A poem by Stevie Krayer

Grief is the same. | Photo: Triptych by Jill Green.

We hurry through arteries of crimson,
gold and spice, the souq’s brave display,
into narrowing chambers; past cells
within cells, courtyards, closes, angles
where termite-pale families burrow deep
behind barred windows; down alleys
under the bulge of bloated buildings and out
on to a marble parade-ground bleached of life.

My companions wait patiently
for me to find out what it is I feel.
Not what I’m supposed to. The old slabs
glare in heartless sun. There’s no more
than one or two souls, whispering to the Wall
like parted lovers, in a language
I don’t speak. Scraps of paper prayer lodge
in dry-eyed crevices. They’ll never germinate.
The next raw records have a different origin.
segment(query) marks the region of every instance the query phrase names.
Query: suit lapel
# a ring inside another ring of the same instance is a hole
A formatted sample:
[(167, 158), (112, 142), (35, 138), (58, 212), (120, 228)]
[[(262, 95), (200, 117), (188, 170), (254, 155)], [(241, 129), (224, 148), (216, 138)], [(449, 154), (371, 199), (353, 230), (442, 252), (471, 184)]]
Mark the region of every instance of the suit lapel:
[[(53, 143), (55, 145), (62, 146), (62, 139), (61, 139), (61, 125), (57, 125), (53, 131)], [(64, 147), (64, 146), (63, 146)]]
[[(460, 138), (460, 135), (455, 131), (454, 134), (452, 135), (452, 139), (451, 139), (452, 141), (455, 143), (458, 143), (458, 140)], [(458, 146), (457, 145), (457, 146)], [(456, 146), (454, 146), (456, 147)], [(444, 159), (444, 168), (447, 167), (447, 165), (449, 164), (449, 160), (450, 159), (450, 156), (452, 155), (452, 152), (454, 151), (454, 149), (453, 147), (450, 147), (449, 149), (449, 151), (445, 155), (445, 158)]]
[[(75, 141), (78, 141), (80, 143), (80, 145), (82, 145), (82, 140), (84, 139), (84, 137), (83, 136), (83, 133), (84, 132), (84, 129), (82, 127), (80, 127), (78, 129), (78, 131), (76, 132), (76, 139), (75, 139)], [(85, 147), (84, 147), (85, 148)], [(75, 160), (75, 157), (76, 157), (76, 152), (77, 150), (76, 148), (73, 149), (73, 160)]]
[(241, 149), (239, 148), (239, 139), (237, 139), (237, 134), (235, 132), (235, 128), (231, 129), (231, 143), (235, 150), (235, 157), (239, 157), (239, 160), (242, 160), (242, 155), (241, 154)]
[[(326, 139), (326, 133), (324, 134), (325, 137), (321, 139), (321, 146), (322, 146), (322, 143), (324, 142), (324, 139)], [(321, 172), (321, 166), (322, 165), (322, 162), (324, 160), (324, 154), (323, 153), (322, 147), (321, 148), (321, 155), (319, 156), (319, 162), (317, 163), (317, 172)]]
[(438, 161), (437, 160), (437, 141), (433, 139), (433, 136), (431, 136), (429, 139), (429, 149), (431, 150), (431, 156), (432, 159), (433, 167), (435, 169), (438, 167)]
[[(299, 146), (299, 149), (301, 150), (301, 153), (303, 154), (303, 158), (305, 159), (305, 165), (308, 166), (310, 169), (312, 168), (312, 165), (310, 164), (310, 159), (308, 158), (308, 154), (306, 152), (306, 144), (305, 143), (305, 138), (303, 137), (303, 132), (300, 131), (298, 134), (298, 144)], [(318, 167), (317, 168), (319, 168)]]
To worship here would feel idolatrous.
There isn’t the pretext of a Lady, weeping
plaster tears. This face is blank, unhaloed.
At our backs extends the seasick plaza,
swept bare of homes and mosques
in a surge of claustrophobia
prefiguring other acres bulldozed
for yet another wall, another wailing.

For this crazed Wall mimics the faultline
in my people, where the long hammering
of cruelty finally cracked us
and fear erupted. Many have since
built higher walls, bricked up
their emptied hearts in case of ambush.
They call them shrines. Like yours,
they hold the image of a broken-bodied Jew.